Document Type

Book Chapter

Publication Date

2019

Abstract

According to F. W. Maitland, ‘the treatment of seisin in our oldest common law must be understood if ever we are to use the vast store of valuable knowledge that lies buried in the plea rolls and the Year Books’. In The History of English Law, Maitland stated firmly that ‘Seisin is possession’, and that ‘When we say that seisin is possession, we use the latter term in the sense in which lawyers use it, a sense in which possession is quite distinct from, and may be sharply opposed to, proprietary right.’ He added that ‘The idea of seisin seems to be closely connected in our ancestors’ minds with the idea of enjoyment. … Seisin of land … is not the enjoyment of the fruits of the earth; it is rather that state of things which in due time will render such an enjoyment possible.’ His discussion rests to a considerable degree on his reading of the thirteenth-century lawbook Bracton , which adopted a significantly Roman law framework, although Maitland did not simply accept Bracton’s views but questioned and modified them in various ways. Published three decades after Maitland’s History, Joüon des Longrais’s La Conception Anglaise de la Saisine du XIIe au XIVe Siècle also drew heavily on Bracton . However, his emphasis was upon seisin as enjoyment penetrated by right. This he saw as the old notion of seisin, which continued in England after the influence of Roman and canon law brought a sharper division between possession and property in France.

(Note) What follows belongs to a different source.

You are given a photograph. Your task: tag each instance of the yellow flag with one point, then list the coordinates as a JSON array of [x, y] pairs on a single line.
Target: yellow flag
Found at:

For S. F. C. Milsom, such treatments were misconceived, in part because of the influence of Bracton and its Romanism. Rather, lordship was central to seisin, particularly until the late twelfth century: ‘seisin itself connotes not just factual possession but that seignorial acceptance which is all the title there can be’. This basic structure of feudal tenure left its mark even after Angevin reforms had diminished the importance of the seignorial dimension of landholding.

The purpose of the present paper is not to arbitrate between these positions, but to look more carefully at the language of the evidence upon which the arguments rest. It assesses use of the word ‘seisin’ in the sources of the nascent English common law, in the late twelfth and early thirteenth centuries. Normally the word was used with reference to a tenement, but it could also be used, for example, with reference to chattels. How far was ‘seisin’ a technical term with a defined meaning, how far did other usages continue? How far was ‘seisin’ a term employed with explicit association to a particular person or tenement, how far without such an explicit association, including as a more free-standing abstraction? How did it relate to ownership or right, how far did it involve an element of title, how far actual enjoyment of profits? I then move on to developments designed to refine the word’s technical meaning. First I consider Bracton’s distinction between being ‘in seisin’ and being ‘seised’. Next I examine statements as to what the person was seised of, for example free tenement or gage. Then I move on to the use of adjectives applied to seisin, for example ‘simple’ and ‘full’. Finally I turn to capacity to alienate and protection of tenure.